Hello,
I am a newbie in Python and maybe this is a stupid question, but when I run this code I receive a very strange output.

status = 0
for i in range(10):
    status = status + 0.1        
        
    if status == 0.1:
        print status
    elif status == 0.2:
        print status
    elif status == 0.3:
        status
    elif status == 0.4:
        print status
    elif status == 0.5:
        print status
    elif status == 0.6:
        print status
    elif status == 0.7:
        print status
    elif status == 0.8:
        print status
    elif status == 0.9:
        print status
    elif status == 1.0:
        print status

At first I supposed that I will receive something like this:
>>>
0.1
0.2
0.3
0.4
0.5
0.6
0.7
0.8
0.9
1.0
>>>

But finally I was really surprised. Output looks like this:
>>>
0.1
0.2
0.4
0.5
0.6
0.7
>>>

Could somebody tells me what I am doing wrong?

Recommended Answers

All 4 Replies

This happens with many computer languages. You are trying to compare floating point values directly. Your 0.8 might be more like 0.799999999999999 and the compare flunks!

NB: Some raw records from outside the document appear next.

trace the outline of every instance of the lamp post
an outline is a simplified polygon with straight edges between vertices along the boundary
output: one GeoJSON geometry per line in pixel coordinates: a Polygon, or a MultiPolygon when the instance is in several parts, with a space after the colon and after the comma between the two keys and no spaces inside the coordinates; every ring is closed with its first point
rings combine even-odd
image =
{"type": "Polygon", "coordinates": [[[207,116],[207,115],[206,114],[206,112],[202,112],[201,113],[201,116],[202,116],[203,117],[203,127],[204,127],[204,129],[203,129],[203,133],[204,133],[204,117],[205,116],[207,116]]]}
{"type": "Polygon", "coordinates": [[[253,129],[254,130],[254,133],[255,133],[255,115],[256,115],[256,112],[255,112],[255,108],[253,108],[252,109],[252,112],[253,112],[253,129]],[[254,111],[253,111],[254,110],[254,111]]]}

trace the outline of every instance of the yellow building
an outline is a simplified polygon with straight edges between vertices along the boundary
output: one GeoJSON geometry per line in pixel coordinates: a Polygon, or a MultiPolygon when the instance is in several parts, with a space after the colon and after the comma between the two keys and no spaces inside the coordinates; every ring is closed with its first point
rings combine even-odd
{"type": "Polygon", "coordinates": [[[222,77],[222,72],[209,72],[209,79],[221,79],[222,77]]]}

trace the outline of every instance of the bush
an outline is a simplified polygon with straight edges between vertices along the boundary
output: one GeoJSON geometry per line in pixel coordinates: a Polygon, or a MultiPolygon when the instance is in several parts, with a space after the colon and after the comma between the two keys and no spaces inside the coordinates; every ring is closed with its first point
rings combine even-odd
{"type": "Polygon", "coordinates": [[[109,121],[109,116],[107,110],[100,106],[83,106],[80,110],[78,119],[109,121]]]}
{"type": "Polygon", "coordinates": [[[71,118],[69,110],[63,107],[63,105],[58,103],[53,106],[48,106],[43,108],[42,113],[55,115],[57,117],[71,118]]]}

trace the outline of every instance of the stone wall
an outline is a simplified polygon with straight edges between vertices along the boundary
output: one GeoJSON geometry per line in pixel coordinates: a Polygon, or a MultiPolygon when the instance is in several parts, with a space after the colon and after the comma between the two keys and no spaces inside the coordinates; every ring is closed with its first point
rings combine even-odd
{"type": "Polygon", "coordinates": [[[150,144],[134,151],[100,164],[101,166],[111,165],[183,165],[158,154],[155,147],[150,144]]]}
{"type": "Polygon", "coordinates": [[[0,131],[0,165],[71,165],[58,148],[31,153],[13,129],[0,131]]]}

You can make this work by giving it a range you can compare within ...

if 0.79999 < status < 0.80001:
    ... do something`

Look at the line following
elif status == 0.3:
And why do you have if/elif? Why not just print the value?

Thanks for an answer. It was just an example which really surprise me. But is there a way how to compare two float numbers without unpredictable results?

Well, there are actually three issues in the code:

(1) is a matter of efficiency, which woooee already raised.

status = 0
for i in range(10):
    status = status + 0.1        
    print status

does what you wanted to do, and is cleaner to read. One payoff of this approach is that...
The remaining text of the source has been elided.